Zelinski kicked up a hissy fit and rampaged around the truck kicking things. Hardwire shouted at him that he was damaging expensive equipment. Tam remembered the frustrated, volatile Zelinski she had first met.
“Have you any clue what’s going on here?” Rand whispered. He mistakenly thought that Tam was privy to more information than him since he was doped up for a few hours.
“I don’t,” Tam said. “But it looks like all these guys being here was maybe Zelinski’s idea.”
The Humvee pulled up at the back door. Tam heard a rattle of gunfire. Giulianova shouted something. Miller threw open the door and shot three Wrecks in succession while the volunteer team hauled the pickup driver on board.
He was struggling. The army boys had tied his hands and feet with cable ties. He was young, nineteen or twenty. He cursed and swore a wriggled like a worm. Miller slammed the doors and Wrecks pounded them like a giant drum from the outside.
Tam knew the civilian’s face.
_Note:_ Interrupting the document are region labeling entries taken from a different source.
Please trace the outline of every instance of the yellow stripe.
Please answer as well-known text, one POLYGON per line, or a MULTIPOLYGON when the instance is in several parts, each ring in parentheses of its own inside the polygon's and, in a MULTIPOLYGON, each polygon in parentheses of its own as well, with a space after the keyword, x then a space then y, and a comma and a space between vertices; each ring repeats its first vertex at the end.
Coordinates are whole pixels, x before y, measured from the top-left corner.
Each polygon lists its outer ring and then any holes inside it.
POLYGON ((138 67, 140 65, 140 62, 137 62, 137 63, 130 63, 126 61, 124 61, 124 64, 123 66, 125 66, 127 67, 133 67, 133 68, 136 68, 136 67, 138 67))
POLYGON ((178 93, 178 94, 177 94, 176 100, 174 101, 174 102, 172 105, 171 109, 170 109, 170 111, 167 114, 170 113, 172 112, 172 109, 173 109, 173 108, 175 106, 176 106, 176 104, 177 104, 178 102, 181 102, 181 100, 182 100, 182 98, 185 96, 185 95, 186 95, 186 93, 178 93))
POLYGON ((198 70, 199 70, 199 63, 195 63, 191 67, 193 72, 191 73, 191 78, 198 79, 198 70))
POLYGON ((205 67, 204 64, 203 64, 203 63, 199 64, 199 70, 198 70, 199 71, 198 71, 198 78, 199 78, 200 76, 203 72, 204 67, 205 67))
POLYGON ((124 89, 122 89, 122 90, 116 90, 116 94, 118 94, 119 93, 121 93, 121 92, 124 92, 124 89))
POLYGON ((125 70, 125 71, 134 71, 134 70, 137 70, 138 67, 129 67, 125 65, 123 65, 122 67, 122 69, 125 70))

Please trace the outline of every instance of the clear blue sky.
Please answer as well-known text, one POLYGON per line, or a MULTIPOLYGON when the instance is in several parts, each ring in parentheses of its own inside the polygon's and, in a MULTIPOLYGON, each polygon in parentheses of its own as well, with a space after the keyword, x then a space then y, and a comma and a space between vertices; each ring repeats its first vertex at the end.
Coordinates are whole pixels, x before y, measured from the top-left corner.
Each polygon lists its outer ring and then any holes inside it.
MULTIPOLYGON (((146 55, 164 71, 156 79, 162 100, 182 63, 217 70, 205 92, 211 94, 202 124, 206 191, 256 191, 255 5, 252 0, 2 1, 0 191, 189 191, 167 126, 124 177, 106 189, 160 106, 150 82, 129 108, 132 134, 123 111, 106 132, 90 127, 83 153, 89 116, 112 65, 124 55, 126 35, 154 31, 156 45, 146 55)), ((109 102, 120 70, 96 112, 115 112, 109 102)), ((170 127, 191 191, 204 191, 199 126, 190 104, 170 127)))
At first she couldn’t figure where from, but he ran out of energy and settled down and when he wasn’t grimacing his face became clear. When she met him before, he was calm. Calm was his thing. He was, after all, Frankenbogart.
“He’s infected,” said Rand. “I know. Don’t ask me how.” They didn’t have to ask. Rand was himself infected with Ep Rex. Caleb had been able to sense things too.